Guess who's emerging from the crisis?

 

 

 

 

Except that he seems to credit it as due to expansionary fiscal policy, which is wrong. They have had contractionary fiscal policy (in real terms) and expansionary money policy: scott sumner analyses it at greater length. To whit:

 

 

Now you might wonder what all this has to do with market monetarism. Recall that we are the ones claiming that Britain and the eurozone need to combine tight fiscal policy with monetary stimulus. The tight fiscal policy addresses the looming debt crisis, and the monetary stimulus keeps AD (i.e.
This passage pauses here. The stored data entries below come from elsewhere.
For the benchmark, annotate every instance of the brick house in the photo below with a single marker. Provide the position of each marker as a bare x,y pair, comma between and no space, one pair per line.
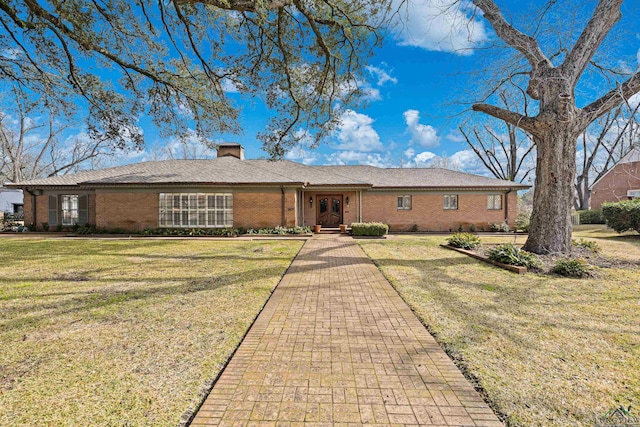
229,191
621,182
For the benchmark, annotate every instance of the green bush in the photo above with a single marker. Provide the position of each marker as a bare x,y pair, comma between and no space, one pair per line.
587,244
280,230
523,221
369,229
186,232
592,216
499,227
622,216
464,241
569,267
509,254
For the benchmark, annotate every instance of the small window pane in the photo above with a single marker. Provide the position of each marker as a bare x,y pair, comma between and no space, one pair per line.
451,201
323,205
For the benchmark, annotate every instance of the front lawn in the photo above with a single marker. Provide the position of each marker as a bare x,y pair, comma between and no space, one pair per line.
547,350
124,332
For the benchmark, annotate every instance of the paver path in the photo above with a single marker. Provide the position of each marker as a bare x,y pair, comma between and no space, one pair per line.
336,344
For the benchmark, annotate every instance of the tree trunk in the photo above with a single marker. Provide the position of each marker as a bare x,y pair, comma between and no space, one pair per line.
554,191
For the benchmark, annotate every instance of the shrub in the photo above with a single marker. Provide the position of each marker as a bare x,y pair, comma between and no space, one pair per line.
369,229
572,267
592,216
183,232
502,227
280,230
523,221
622,216
464,241
587,244
509,254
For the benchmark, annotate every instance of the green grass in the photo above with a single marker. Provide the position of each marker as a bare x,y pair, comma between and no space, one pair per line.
548,351
124,332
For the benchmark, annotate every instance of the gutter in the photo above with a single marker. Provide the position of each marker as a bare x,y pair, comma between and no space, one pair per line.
283,220
33,205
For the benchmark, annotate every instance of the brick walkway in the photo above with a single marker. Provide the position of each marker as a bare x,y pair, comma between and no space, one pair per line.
334,345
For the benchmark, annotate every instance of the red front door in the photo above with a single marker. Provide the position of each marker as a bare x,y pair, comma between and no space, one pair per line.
329,210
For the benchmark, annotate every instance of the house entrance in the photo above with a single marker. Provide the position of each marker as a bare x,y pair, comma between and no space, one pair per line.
329,210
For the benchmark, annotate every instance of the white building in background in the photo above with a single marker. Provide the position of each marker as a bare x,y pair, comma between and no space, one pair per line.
11,201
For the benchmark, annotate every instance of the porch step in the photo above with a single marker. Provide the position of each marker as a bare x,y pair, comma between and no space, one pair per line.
329,231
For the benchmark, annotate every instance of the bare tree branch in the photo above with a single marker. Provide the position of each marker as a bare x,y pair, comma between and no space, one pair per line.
607,13
523,122
611,99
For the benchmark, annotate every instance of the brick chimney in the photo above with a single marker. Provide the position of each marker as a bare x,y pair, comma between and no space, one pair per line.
231,149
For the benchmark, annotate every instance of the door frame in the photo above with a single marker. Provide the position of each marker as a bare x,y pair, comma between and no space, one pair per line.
318,196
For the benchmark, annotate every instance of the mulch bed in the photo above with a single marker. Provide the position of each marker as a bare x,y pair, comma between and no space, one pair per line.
548,261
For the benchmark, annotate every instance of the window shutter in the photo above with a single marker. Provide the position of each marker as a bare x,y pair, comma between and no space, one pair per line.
53,211
83,210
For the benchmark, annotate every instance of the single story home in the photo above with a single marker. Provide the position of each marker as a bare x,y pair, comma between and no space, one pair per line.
11,203
621,182
229,191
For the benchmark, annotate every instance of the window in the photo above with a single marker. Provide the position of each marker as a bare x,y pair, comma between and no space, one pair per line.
494,202
451,201
196,210
69,209
404,202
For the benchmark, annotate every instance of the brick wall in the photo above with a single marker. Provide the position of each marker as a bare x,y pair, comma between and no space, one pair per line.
614,185
263,209
42,209
428,213
131,211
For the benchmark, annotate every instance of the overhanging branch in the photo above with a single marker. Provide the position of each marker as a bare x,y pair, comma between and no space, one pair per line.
523,122
610,100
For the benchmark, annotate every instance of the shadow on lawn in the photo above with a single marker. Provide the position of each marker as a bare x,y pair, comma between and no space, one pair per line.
35,251
524,306
99,298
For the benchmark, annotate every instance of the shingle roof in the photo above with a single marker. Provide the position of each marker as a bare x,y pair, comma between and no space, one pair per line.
230,170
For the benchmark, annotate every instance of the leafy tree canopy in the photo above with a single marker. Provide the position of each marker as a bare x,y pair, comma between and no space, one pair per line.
177,60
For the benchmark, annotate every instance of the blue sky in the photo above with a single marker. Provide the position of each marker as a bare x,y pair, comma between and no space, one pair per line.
412,85
412,82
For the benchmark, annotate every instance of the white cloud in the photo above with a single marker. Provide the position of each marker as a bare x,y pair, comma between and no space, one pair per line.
306,157
423,135
464,160
440,25
302,152
357,157
455,137
409,153
381,74
356,133
424,159
229,86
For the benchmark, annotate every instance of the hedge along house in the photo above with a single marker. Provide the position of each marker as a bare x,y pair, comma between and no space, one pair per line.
621,182
229,191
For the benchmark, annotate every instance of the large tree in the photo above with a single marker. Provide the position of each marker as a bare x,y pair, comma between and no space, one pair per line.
559,121
33,144
601,146
177,61
504,149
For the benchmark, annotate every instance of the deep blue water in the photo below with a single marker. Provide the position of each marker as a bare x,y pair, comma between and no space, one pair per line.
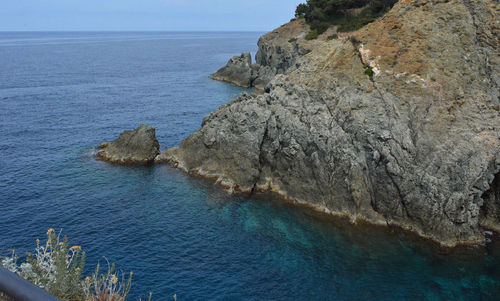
61,94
NGDP) growing at the sort of rate needed to keep the economy close to full employment. Is there any evidence that Iceland did some monetary stimulus? Here's Kevin Drum:

 

Also worth noting: the Icelandic krona got devalued
a lot
. In 2008 a euro bought 90 krona. Today it buys 160 krona. [and the euro has been falling like a stone against the dollar]

 

Iceland did almost everything right. They stiffed the bank creditors to avoid aggravating the moral hazard problem, just like the textbooks recommend. In the eurozone the bank creditors are being bailed out. They relied of fiscal policy to address S/I and debt issues [i.e fiscal contraction], and let monetary policy address AD [i.e. quantitative easing, i.e. printing money], just as the New Keynesians were recommending in the 1990s. In the eurozone they combined tight money with reckless deficits. And now Iceland is growing fast and the eurozone is stagnating.

 

 

 

 

[]= my edits, bold emphasis mine..

 

So far the economic crises seems to score up as : Market monatarists = Winners, New keynesians= ok, Real buisness cycle = hard money austerians (i.e. Austrians) = EPIC FAIL.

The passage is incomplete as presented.